Closed EmreOzkose closed 3 years ago
@EmreOzkose change. you have changed “Citrinet” in place of “quartznet”. you should change the class name which should be “nemo.asr.models.EncDecCTCModelBPE” at place of “nemo.asr.models.EncDecCTCModel”.
I changed the class name, but it didn't work.

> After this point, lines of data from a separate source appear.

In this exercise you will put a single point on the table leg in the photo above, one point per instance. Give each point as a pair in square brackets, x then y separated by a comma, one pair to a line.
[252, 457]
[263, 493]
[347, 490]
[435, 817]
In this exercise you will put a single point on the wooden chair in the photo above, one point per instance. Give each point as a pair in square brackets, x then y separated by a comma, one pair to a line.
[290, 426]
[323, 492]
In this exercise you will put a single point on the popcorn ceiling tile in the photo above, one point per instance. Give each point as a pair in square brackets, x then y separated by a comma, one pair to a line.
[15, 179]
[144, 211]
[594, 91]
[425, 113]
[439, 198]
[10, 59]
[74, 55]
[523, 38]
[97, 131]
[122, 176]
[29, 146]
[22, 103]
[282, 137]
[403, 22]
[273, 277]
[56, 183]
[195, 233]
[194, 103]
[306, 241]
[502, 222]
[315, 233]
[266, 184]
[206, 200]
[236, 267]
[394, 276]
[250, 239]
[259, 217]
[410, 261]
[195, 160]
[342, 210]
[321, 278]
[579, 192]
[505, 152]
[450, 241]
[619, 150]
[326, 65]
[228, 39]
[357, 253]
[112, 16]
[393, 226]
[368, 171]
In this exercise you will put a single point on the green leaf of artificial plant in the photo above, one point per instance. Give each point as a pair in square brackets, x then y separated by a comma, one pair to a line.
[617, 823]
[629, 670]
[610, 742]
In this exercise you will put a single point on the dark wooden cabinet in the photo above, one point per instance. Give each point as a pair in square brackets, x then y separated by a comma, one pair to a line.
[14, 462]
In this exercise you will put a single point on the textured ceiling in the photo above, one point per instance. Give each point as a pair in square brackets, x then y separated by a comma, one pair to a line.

The kenlm model being used is meant for Character encoding models - thats why it is emitting random outputs for Citrinet (which is a subword encoding model). Please follow the instructions here to build a custom KenLM language model for Subword encoding models - https://docs.nvidia.com/deeplearning/nemo/user-guide/docs/en/main/asr/asr_language_modeling.html
I am checking out, thank you
I trained a language model with train_kenlm.py (6-gram with 5M lines of text). Results of counting:
=== 1/5 Counting and sorting n-grams ===
Reading /path/to/scripts/trained_models/5M-6-gram.tmp.txt
----5---10---15---20---25---30---35---40---45---50---55---60---65---70---75---80---85---90---95--100
****************************************************************************************************
Unigram tokens 157070288 types 939
=== 2/5 Calculating and sorting adjusted counts ===
Chain sizes: 1:11268 2:1648550784 3:3091032832 4:4945652224 5:7212409856 6:9891304448
Substituting fallback discounts for order 0: D1=0.5 D2=1 D3+=1.5
Statistics:
1 939 D1=0.5 D2=1 D3+=1.5
2 471539 D1=0.443965 D2=1.02436 D3+=1.62906
3 10227983 D1=0.647774 D2=1.09039 D3+=1.4926
4 38579524 D1=0.775996 D2=1.14548 D3+=1.43008
5 70229201 D1=0.861431 D2=1.18701 D3+=1.38699
6 93502154 D1=0.862239 D2=1.22359 D3+=1.39601
Memory estimate for binary LM:
type MB
probing 4340 assuming -p 1.5
probing 5024 assuming -r models -p 1.5
trie 1880 without quantization
trie 954 assuming -q 8 -b 8 quantization
trie 1605 assuming -a 22 array pointer compression
trie 679 assuming -a 22 -q 8 -b 8 array pointer compression and quantization
=== 3/5 Calculating and sorting initial probabilities ===
Chain sizes: 1:11268 2:7544624 3:204559660 4:925908576 5:1966417628 6:2992068928
----5---10---15---20---25---30---35---40---45---50---55---60---65---70---75---80---85---90---95--100
####################################################################################################
=== 4/5 Calculating and writing order-interpolated probabilities ===
Chain sizes: 1:11268 2:7544624 3:204559660 4:925908576 5:1966417628 6:2992068928
----5---10---15---20---25---30---35---40---45---50---55---60---65---70---75---80---85---90---95--100
####################################################################################################
=== 5/5 Writing ARPA model ===
----5---10---15---20---25---30---35---40---45---50---55---60---65---70---75---80---85---90---95--100
****************************************************************************************************
Name:lmplz VmPeak:26349464 kB VmRSS:13084 kB RSSMax:7157716 kB user:187.9 sys:30.7643 CPU:218.664 real:432.785
[NeMo I 2021-05-03 10:52:48 train_kenlm:137] Running binary_build command
/path/to/kenlm/build/bin/lmplz -o 6 --text /path/to/scripts/trained_models/5M-6-gram.tmp.txt --arpa /path/to/scripts/trained_models/5M-6-gram.tmp.arpa --discount_fallback
Reading /path/to/scripts/trained_models/5M-6-gram.tmp.arpa
----5---10---15---20---25---30---35---40---45---50---55---60---65---70---75---80---85---90---95--100
****************************************************************************************************
Identifying n-grams omitted by SRI
----5---10---15---20---25---30---35---40---45---50---55---60---65---70---75---80---85---90---95--100
****************************************************************************************************
Writing trie
----5---10---15---20---25---30---35---40---45---50---55---60---65---70---75---80---85---90---95--100
****************************************************************************************************
SUCCESS
I didn't delete arpa file on purpose to investigate, hence there is not deletion logging in the end.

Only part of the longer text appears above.